Winners' report on Text classification problem #1

The first and second place winners kindly share their solutions on Text classification problem #1.

1st place winner: n.otani

1 Preprocessing

1.1 Modify encoded words

For each encoded word, I discarded all characters following the alphabet that appeared in the middle of the word. (e.g. F86155b43 -> F86155)

1.2 Vectorize

Filtering out words that appears less than twice, I converted documents to TF-IDF vectors. I used GemSim, a python library, for this process.

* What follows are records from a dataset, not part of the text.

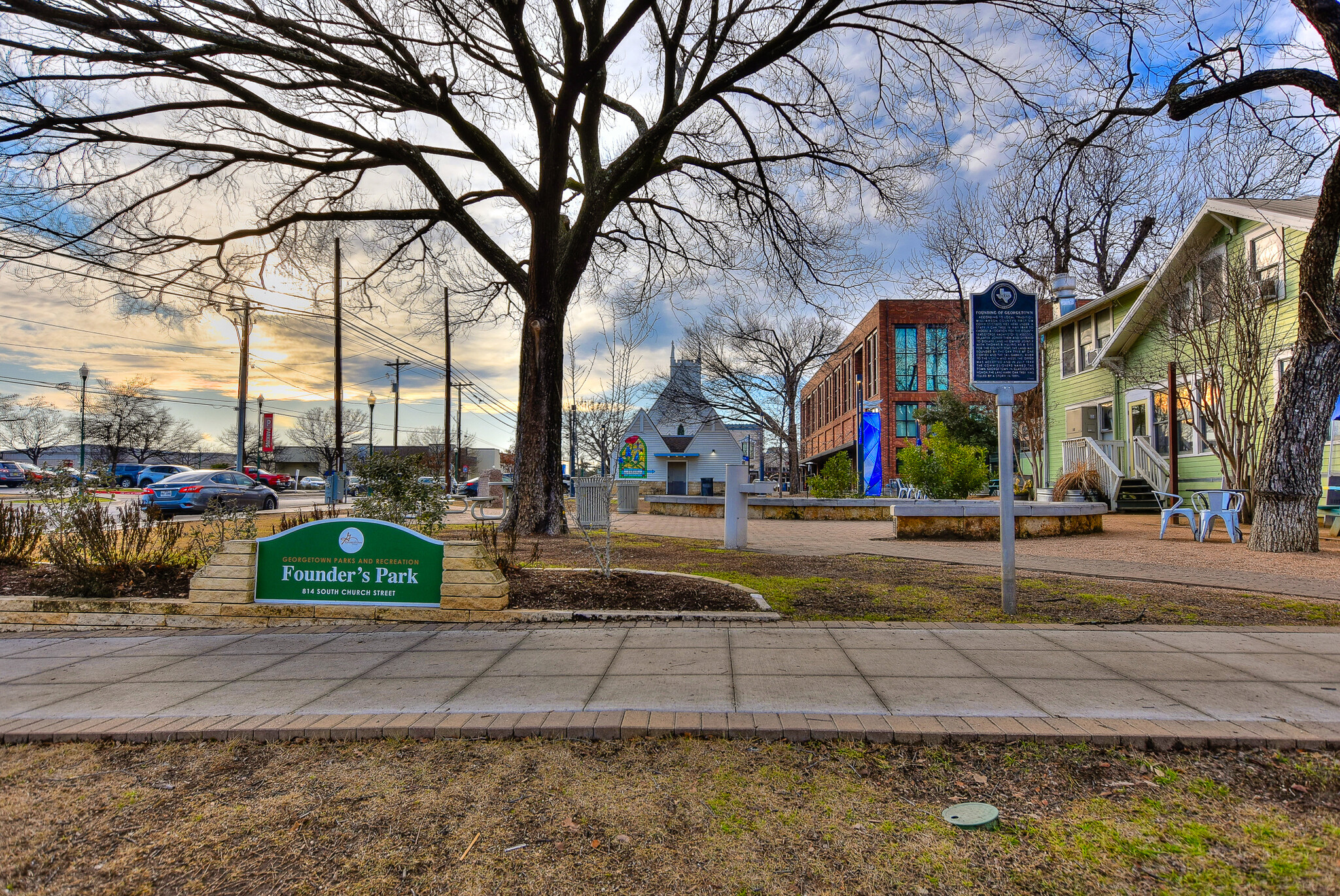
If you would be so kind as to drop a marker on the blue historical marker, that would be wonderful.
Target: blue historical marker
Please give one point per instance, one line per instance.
(1002, 334)
(1004, 337)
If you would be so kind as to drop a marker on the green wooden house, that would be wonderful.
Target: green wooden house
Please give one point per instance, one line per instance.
(1106, 360)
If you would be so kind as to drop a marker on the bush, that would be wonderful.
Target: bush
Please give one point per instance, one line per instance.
(838, 479)
(943, 468)
(20, 530)
(396, 494)
(105, 552)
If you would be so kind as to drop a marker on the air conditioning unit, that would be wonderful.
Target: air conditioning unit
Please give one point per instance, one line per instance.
(1082, 422)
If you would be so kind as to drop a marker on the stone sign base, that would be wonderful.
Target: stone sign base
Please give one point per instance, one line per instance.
(981, 520)
(469, 581)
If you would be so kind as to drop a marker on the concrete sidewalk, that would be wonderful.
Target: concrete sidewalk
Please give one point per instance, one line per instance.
(1173, 674)
(824, 538)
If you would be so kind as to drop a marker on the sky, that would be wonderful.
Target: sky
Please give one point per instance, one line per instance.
(48, 331)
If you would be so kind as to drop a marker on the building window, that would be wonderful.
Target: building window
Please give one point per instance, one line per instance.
(905, 359)
(937, 359)
(905, 421)
(1267, 266)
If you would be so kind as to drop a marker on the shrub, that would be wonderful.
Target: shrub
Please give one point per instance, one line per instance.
(943, 468)
(103, 552)
(20, 530)
(838, 479)
(396, 494)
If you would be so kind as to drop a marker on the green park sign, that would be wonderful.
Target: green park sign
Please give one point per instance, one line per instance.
(349, 562)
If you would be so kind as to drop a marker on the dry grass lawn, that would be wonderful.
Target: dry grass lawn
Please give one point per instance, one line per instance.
(660, 818)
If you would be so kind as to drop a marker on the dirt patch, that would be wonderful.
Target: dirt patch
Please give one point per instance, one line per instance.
(675, 816)
(44, 580)
(552, 590)
(892, 590)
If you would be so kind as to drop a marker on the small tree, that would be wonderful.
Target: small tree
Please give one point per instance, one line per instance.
(396, 494)
(964, 422)
(836, 480)
(34, 429)
(943, 468)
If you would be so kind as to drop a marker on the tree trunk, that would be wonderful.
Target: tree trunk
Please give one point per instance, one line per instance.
(1288, 481)
(538, 479)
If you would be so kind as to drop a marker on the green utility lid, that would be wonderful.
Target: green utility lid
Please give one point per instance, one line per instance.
(972, 816)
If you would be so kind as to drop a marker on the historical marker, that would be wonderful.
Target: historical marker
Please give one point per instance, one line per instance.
(1004, 360)
(349, 562)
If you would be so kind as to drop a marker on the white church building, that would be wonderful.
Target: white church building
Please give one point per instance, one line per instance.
(680, 441)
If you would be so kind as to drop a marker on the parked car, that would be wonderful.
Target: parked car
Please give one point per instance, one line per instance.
(194, 491)
(12, 474)
(277, 481)
(128, 474)
(158, 473)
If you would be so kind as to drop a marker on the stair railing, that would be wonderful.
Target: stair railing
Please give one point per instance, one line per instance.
(1087, 451)
(1149, 465)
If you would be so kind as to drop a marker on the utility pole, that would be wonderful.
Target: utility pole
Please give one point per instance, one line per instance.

1.3 LSI Dimension reduction

Vectors that I made in 1.2 are too big to load and use in limited memory and time. I used LSI (Latent Semantic Indexing) to reduce dimension. Here GemSim was used again.

2 Training and Prediction

I used SVM and Gradient Boosting contained in scikit-learn, a python library, and train classifiers. Both algorithm have several hyper parameters. Tuning is based on cross validation with 5 folds and grid search (scikit-learn also covers these). Tuning log can be seen my github.

2.1 SVM

I used data prepared in 1.2 (without LSI) for SVM. The best parameters are following (intermediate score is around 0.996):

  • kernel:rbf
  • C: 4
  • gamma: 0.5

I referred SVM実践ガイド (A Practical Guide to Support Vector Classification) - 睡眠不足?!(in Japanese) for parameter tuning.

2.2 Gradient Boosting

I used data prepared in 1.3 (with LSI) for Gradient Boosting. The best parameters are following (intermediate score is around 0.995):

  • n_estimators: 50000
  • learning_rate: 2^(-9,5)
  • max_features: log2
  • max_depth: 7

I tried 300, 500 and 750 for the number of topics used in LSI. 300 topics gave the best score.

3 Postprocessing

I blended the results from SVM and Gradient Boosting just by averaging ones with the best score for each. Blended values resulted in 0.9956 (final score).

Source code

Source codes is available on my github.

2nd place winner: Vagif

My approach was as follows: I trimmed all the features to 6 characters, applied tf-idf to the data, and then used a logistic regression with L2 regularization and parameter C=11. I tried other approaches, such as Naive Bayes, trees, adaboost, but logistic regression proved to have the best performance. I also tried to make ensembles of logistic regression and other classifiers however I always got worse performance with such ensembles than without them.